# My upgraded French press setup...



## Wajid (Apr 24, 2018)

Not so much to show off at the moment being a humble French-presser at the moment, but I'm really happy with the new setup as you can see below...









You can just about see the Kinu M47 grinder there at the back. It's the most awesome piece of coffee kit ever, and my first grinder. I'll post more about it in the grinder section later. Not shown here is the Espro-P7 French press - which is most awesome.

I've already taken my first steps at comparing: pre-ground VS freshly-ground, and supermarket-roasted VS freshly-roasted. In the process I've learnt about the variables I can adjust to get the brew right (the kit in the new setup allows consistency and accuracy to greater degree). Brew temperature, grind size (ish), coffee dose and ratio to water, brewing time.

I find that freshly-roasted and ground beans are easier to 'learn' and much more forgiving because the flavours are like a massive party in the mouth. However, the supermarket-roasted (probably last year) beans are like being at the funeral of a very distant relative. And so on...


----------



## MWJB (Feb 28, 2012)

Cool, French press can be as good a method as any


----------



## Jony (Sep 8, 2017)

Oh that is some yummyness grinder. I can see very clearly, how is that beast?


----------



## Wajid (Apr 24, 2018)

Jony said:


> Oh that is some yummyness grinder. I can see very clearly, how is that beast?

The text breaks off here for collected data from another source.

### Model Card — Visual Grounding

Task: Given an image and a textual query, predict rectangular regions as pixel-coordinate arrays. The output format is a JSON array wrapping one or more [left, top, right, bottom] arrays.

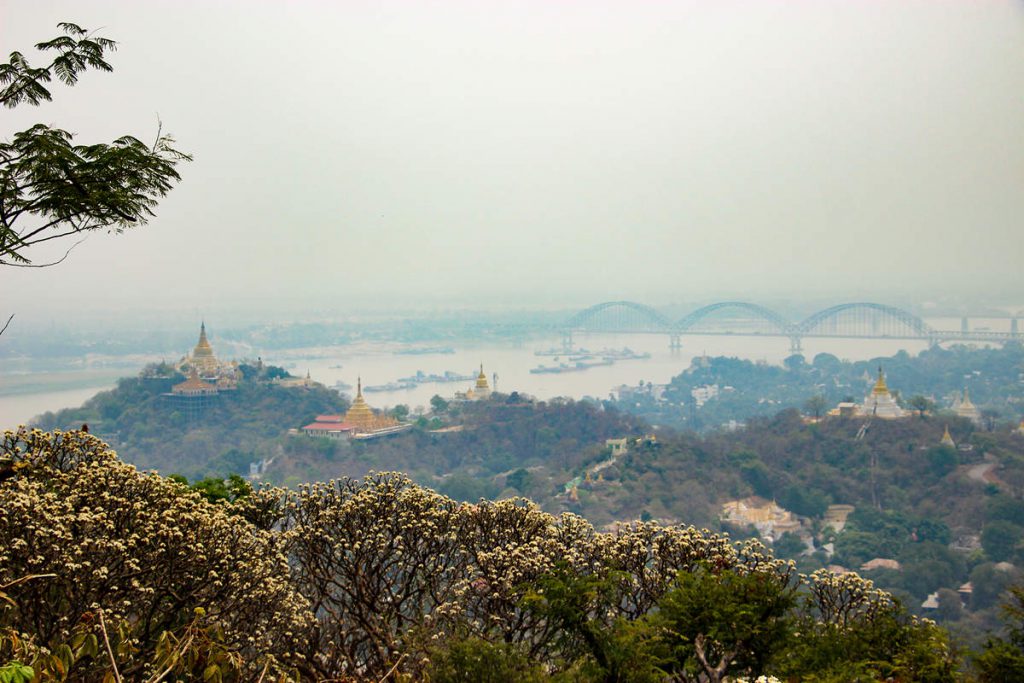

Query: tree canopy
[[0, 22, 190, 268]]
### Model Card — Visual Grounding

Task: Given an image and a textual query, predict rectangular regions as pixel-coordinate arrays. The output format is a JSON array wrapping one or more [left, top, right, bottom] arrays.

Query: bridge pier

Oh it's definitely a beast - but wow how easy and awesome to use! I cant really compare the grinds to anything yet, but I wondered if this might be informative:


----------



## xpresso (Jan 16, 2018)

Wajid said:


> Not so much to show off at the moment being a humble French-presser at the moment, but I'm really happy with the new setup as you can see below...
> 
> View attachment 33941
> 
> ...


Very neat and tidy, something missing ?.

Jon.


----------



## Wajid (Apr 24, 2018)

My second cup :'( haha


----------